I was overjoyed. I took the silver home and buried it in the back. Eric would have killed me if he learned of my pottery and especially if he knew I was making more money than he was. I figured that this would be a special fund for the baby when he or she came (though deep down inside I knew it would be a girl) and Eric need not know about it yet. Once the baby was born he would be too happy to care when a few items appeared for the baby. If he asked I would tell him that they had been gifts from his family. He would never know the difference and would be too proud to inquire of them. 

Weeks passed and the year was waning. Winter arrived and Eric was gone from home a little less and I would spend the mornings helping him to remove snow from the front of the house, even though I was already showing. One evening I was setting the table for dinner, which was right by the front door and I heard it open. I looked up just in time to see Eric smash one of my pots in my face. I could feel shards of the ceramic cut into my face. One large piece felt lodged in my eyebrow. Somehow I managed to stay on my feet and looked up at Eric again with blood pouring into my eyes.

"You just love making a fool out of me, don't you?" Eric screamed at me and pushed me against the wall.

I was suddenly more frightened of him than I had ever been. I turned to run and he put his arm up stopping me and slapped me on the back of the head with his other hand. I tried to duck under his arm and he punched me on the side of the face. This time I hit the wall and slid down to the floor.

"Why have you been doing it'?" he asked, standing over me. I gurgled blood. He kicked me. "Why?!"

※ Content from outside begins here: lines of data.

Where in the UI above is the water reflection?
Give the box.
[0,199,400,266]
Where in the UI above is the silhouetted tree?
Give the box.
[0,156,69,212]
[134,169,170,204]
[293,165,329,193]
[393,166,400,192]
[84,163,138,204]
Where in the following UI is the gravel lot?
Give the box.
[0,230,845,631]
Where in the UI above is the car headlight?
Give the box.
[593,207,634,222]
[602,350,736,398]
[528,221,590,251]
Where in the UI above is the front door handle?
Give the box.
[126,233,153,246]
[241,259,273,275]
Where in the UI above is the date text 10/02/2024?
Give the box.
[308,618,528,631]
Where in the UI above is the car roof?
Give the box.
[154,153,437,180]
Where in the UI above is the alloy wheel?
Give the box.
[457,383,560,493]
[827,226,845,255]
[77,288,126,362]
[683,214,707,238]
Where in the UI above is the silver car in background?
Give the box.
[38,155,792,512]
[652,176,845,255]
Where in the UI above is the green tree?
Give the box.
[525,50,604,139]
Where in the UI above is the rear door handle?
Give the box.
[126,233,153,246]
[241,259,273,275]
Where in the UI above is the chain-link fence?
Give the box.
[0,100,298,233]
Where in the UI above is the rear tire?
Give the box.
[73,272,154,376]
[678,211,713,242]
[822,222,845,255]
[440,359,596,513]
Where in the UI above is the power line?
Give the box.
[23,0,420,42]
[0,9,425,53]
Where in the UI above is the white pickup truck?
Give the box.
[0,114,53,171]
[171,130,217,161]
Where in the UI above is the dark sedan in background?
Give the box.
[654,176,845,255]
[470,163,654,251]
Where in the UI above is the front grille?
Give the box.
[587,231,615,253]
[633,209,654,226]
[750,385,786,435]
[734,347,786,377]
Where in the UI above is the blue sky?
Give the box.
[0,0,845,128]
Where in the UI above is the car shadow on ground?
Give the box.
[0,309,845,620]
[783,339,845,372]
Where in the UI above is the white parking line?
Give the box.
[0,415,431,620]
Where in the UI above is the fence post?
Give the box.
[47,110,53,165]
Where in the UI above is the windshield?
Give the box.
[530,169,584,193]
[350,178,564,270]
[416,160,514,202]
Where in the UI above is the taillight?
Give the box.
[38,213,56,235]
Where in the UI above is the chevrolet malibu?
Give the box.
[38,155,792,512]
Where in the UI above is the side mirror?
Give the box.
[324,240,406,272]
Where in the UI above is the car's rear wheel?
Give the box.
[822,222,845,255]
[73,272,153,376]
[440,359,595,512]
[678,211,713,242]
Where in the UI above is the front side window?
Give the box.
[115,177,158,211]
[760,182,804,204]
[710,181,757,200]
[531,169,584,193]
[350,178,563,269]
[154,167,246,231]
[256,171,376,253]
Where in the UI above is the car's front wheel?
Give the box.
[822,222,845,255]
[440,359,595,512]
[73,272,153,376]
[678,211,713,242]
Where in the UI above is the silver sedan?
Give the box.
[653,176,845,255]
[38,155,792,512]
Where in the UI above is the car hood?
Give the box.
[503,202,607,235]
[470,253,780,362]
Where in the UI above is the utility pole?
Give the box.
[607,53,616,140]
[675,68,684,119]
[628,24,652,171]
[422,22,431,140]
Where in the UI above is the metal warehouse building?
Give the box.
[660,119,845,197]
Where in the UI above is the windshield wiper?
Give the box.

"Why what`?" I managed to gasp. I could feel anger swelling up in me and I had never felt that towards Eric in all the times he had beaten me. I had only ever felt remorse or pity or fear, but never anger.

"Don't act more stupid than you are," he said and pulled me up by my collar and knocked me against the wall. "I'll ask you one more time." 

I scrunched up my face in anger and defiance. "None of your Set-lovin' business! " I screamed and spit blood in his face. Filled with the bizarre strength he would get when he was angry he shoved me across the room into the table. I slammed into it belly first and felt a sharp pain in my womb. I lay there on the table hunched over, weeping and crying, "The baby… The baby…" I felt Eric behind me and he leaned in close over me grabbing my hair in one hand putting the other hand around my neck. I was certain he would kill me. I was panting and crying.

"I have to spend the night at the fort tonight. When I get back in the morning I want you to have gone down to that little worm's shop, get all your sh*t and have it here in pieces for me to inspect. You understand`?" he asked.

"How did you know?" I managed to ask. He slammed my face against the table. I felt my nose crack.

"A gods-damned officer in the army was eating out of a gods-damned bowl you made! He looked up at me when I asked him how he liked the stew we were feeding the men while on the road, and said, 'I hear your wife's pottery is pretty popular around town. Too bad you'll never amount to nothing." Now it seemed that Eric too might cry. I felt my pity for him rise and then the pain in my belly and the blood pouring down my thigh reminded me what he had let his anger do to our baby. 

"I'll be damned if I'll let my own wife act like she is better than me. You understand, bitch? You understand?!!!!! " he screamed.

"But Eric, the baby," he shoved me against the table again.

He paused and must have looked down at my leg. He must have realized what he had done. He stammered and then strengthened his resolve.

"It was probably a damned Isis-lovin' girl anyway." He let me drop to the ground and walked out. It took me a long time to get up. At first I just lie there crying holding my apron between my legs to try to stop the bleeding. And then I picked the shards of the pot from my face, chest and shoulders. By the time I had the strength to stand up I knew for certain that the baby was dead and I knew that I would not do what Eric asked of me. I would stand and defy him. If I had to I would leave using the money I had hidden in the back. 

But again fate worked in my favor. That night the Black Islands Barony officially declared war on Neergaard and Eric was shipped off. I would not see him again.
--------------------------------------------------
*Notes:*

(1)	This is a very skewed perspective on the Black-Neergaard War.

(2) The Little Kingdoms, featured in the “Out of the Frying Pan” and “The Promised Land” campaigns, were founded as a result of that war, often called “The Mountain Wars”.


----------



## ellinor (Jul 28, 2006)

This makes me want to hear about her adventures!  Are any of them written up?
I haven't explored any of your other writings yet, but now I'm ready to.  What's the best jumping-on point?

smiles - ellinor 
(for whom Gilligan will now forever be remembered, um, differently.)


----------



## el-remmen (Jul 28, 2006)

ellinor said:
			
		

> This makes me want to hear about her adventures!  Are any of them written up?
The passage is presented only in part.